Department of Orthopaedic Surgery, Great Ormond Street Hospital for Children, Institute of Child Health, University College London, London WC1N 3JH, England, UK.
Clin Orthop Relat Res. 2012 Dec;470(12):3499-505. doi: 10.1007/s11999-012-2534-x. Epub 2012 Aug 18.
Osteonecrosis is perhaps the most important serious complication after treatment of developmental dysplasia of the hip (DDH). The classification by Bucholz and Ogden has been used most frequently for grading osteonecrosis in this context, but its reliability is not established and unreliability could affect the validity of studies reporting the outcome of treatment.
QUESTIONS/PURPOSE: We established the interrater and intrarater reliabilities of this classification and analyzed the frequency and nature of disagreements.
Three pediatric hip surgeons, a musculoskeletal pediatric radiologist, and three orthopaedic trainees graded 39 radiographs (hips) according to the Bucholz and Ogden classification, blinded to any clinical data.
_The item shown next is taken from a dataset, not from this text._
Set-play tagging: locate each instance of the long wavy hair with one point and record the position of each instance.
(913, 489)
Ratings were repeated after 2 weeks. Interrater reliability and intrarater reliability were determined using the simple kappa statistic. Grading was compared among raters, the nature and frequency of disagreements established, and subgroup analyses performed.
Interrater reliability was 0.34 (95% CI = 0.28, 0.40) for all raters, and 0.31 (0.20 to 0.43) for the three surgeons. The best interrater reliability was observed between the radiologist and a surgeon with a kappa of 0.51 (0.30, 0.72). Intrarater reliability estimates ranged from 0.44 to 0.69. Raters disagreed regarding the grade of osteonecrosis in 26 of 39 hips (67%), with seven of 26 disagreements (27%) involving confusion between Grades I and II.
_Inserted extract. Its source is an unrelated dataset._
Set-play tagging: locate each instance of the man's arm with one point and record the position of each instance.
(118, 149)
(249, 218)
The interrater reliability was lower than expected, considering the raters' experience. Distinguishing between Grades I and II was the most frequently observed problem. We believe that the low reliability was a result of an ambiguous classification scheme rather than the variability among the raters. Outcome studies of DDH based on this classification should be interpreted with caution. We recommend the development of a new classification with better prognostic ability.
Level III, diagnostic study. See the Guidelines for Authors for a complete description of levels of evidence.
骨坏死或许是发育性髋关节发育不良(DDH)治疗后最重要的严重并发症。在这种情况下,Bucholz 和 Ogden 的分类法最常用于对骨坏死进行分级,但该分类法的可靠性尚未确定,其不可靠性可能会影响报告治疗结果的研究的有效性。
问题/目的:我们确定了该分类法的组内和组间可靠性,并分析了意见分歧的频率和性质。
三位小儿髋关节外科医生、一位肌肉骨骼小儿放射科医生和三位骨科住院医师对 39 张(髋关节)X 线片根据 Bucholz 和 Ogden 分类进行了分级,对任何临床数据均不知情。2 周后重复评分。使用简单κ统计量确定组内和组间可靠性。对评分者之间的分级进行比较,确定意见分歧的性质和频率,并进行亚组分析。
所有评分者的组间可靠性为 0.34(95%CI=0.28,0.40),三位外科医生的组间可靠性为 0.31(0.20 至 0.43)。放射科医生与一位外科医生之间的组间可靠性最佳,κ 值为 0.51(0.30,0.72)。组内可靠性估计值范围为 0.44 至 0.69。在 39 个髋关节中,有 26 个(67%)的评分者意见不一致,26 个分歧中有 7 个(27%)涉及 I 级和 II 级之间的混淆。
考虑到评分者的经验,组间可靠性低于预期。区分 I 级和 II 级是最常观察到的问题。我们认为,低可靠性是分类方案不明确的结果,而不是评分者之间的差异。基于该分类的 DDH 结果研究应谨慎解释。我们建议开发一种具有更好预后能力的新分类。
III 级,诊断研究。有关证据水平的完整描述,请参见作者指南。